Massima sicurezza. Dal carcere speciale allo stato penale

Edito da Odradek Edizioni, 2002
228 pagine, € 13,00
ISBN 8886973381

di Salvatore Verde

Quarta di copertina

Chi si è stupito e indignato per la mattanza perseguita a Genova dalle “forze dell’ordine”;chi è inorridito davanti alle pozze di sangue nella scuola Diaz o ascoltando i racconti di quanti sono passati nella caserma di Bolzaneto, è bene che sappia che tutto ciò è la normalità della segregazione.
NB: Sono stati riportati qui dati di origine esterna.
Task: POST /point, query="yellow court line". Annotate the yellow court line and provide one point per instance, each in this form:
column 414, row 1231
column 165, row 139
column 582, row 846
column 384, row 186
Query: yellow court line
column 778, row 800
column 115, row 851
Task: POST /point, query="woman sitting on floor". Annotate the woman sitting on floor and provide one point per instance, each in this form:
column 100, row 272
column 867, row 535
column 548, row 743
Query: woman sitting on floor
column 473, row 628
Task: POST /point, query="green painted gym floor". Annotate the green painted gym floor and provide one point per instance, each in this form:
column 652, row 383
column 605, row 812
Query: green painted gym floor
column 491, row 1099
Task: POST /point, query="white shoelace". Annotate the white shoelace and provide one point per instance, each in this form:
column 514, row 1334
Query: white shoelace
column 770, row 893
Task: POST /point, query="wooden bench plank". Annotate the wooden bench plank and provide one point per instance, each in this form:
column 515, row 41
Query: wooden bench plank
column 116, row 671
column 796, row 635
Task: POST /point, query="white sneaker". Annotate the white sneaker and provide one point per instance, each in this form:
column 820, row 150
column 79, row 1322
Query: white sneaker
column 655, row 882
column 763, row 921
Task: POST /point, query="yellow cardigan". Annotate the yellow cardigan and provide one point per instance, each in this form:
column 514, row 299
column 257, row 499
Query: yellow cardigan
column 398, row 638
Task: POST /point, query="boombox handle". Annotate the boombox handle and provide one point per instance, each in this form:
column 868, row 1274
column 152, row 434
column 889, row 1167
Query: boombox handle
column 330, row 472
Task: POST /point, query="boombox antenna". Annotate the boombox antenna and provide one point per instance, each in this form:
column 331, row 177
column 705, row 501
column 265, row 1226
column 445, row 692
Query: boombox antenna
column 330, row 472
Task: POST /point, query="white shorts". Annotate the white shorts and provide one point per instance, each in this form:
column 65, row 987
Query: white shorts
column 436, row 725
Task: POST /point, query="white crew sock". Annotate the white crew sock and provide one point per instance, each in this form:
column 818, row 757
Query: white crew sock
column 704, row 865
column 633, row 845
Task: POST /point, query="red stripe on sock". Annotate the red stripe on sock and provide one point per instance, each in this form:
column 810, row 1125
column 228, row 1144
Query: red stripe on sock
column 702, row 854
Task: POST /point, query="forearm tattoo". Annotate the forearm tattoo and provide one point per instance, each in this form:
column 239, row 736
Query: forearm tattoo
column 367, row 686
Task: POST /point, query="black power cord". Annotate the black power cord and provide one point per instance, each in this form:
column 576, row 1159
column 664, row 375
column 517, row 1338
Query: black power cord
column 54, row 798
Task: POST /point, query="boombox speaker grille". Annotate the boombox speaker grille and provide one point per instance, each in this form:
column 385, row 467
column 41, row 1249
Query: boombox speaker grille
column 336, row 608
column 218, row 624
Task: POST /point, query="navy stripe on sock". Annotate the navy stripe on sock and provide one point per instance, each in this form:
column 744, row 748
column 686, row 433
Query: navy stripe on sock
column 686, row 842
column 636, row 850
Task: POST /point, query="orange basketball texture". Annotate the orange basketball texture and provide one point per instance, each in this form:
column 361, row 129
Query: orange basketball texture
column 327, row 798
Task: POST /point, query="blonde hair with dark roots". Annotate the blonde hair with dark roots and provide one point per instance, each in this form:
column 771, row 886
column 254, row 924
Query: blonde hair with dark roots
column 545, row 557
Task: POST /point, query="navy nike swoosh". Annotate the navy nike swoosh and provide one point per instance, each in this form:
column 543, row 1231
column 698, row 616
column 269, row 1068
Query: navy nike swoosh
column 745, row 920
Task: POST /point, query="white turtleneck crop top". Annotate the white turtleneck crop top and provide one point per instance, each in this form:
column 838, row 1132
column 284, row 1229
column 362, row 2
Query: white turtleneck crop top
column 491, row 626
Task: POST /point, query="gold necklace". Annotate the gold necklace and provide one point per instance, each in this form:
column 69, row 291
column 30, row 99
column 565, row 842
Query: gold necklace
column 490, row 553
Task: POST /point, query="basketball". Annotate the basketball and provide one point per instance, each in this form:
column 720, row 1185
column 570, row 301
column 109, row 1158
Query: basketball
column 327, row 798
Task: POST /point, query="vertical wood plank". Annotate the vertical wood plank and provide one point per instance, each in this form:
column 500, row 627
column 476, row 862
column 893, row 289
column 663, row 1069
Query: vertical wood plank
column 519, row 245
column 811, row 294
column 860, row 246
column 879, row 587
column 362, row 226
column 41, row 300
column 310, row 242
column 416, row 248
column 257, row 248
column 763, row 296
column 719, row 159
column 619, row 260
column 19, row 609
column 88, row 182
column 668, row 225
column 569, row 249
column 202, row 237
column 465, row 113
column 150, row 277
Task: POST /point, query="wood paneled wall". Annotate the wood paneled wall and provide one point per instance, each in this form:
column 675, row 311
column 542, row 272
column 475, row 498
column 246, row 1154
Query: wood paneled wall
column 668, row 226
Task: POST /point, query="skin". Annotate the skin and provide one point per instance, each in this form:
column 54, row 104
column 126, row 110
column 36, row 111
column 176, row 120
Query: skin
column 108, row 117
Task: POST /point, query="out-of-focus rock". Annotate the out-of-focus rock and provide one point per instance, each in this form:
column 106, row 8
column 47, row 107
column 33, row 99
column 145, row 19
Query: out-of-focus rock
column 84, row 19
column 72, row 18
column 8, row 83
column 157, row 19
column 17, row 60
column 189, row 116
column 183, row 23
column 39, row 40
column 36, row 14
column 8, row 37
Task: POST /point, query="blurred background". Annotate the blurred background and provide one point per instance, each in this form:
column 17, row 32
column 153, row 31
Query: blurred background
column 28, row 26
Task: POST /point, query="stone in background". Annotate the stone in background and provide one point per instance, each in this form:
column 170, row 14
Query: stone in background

Una “normalità” in rapida degenerazione, che avanza sull’onda di una svalutazione integrale della sfera dei diritti a semplice “ostacolo” della redditività delle imprese, dell’efficienza della pubblica amministrazione, della pervasività illimitata delle sue capacità di controllo. Dell’ “ordine”, insomma.
Trent’anni dopo Il carcere in Italia di Giulio Salierno, ecco il libro che fa di nuovo il punto e a capo su quel mondo oscuro, volutamente ignorato, che è l’interno del carcere e delle logiche che lo governano. Logiche che è bene conoscere, sezionare e confutare specie quando – come ora – si vanno estendendo oltre e fuori le mura, disegnando le “nuove” relazioni tra potere e popolo nella vita sociale quotidiana.
Dall’inizio degli anni ’70 ad oggi, movimenti interni ed esterni al carcere ne hanno messo in discussione la natura e l’essenza come paradigma costitutivo dell’universo concentrazionario. La risposta dello Stato si è condensata in due riforme del diritto penitenziario (nel ’75 e nell’86), entrambe orientate alla rottura della “separatezza” tra carcere e società civile. L’intenzione riformista, realizzata solo in minima parte, era “umanizzare” il carcere; la pratica quotidiana è stata indirizzata invece nel senso di legittimare nella società “libera” concetti e prassi della disumanizzazione. Né si è verificato alcun processo “molecolare” di diffusione spontanea. Anzi, come Genova dimostra, è in corso di realizzazione centralizzata l’idea che il popolo fuori la cerchia del potere sia un “nemico” cui non va riconosciuto nessun diritto. E che al controllore centrale, livida reincanazione dell’ “occhio di dio che tutto vede”, nulla debba mai sfuggire.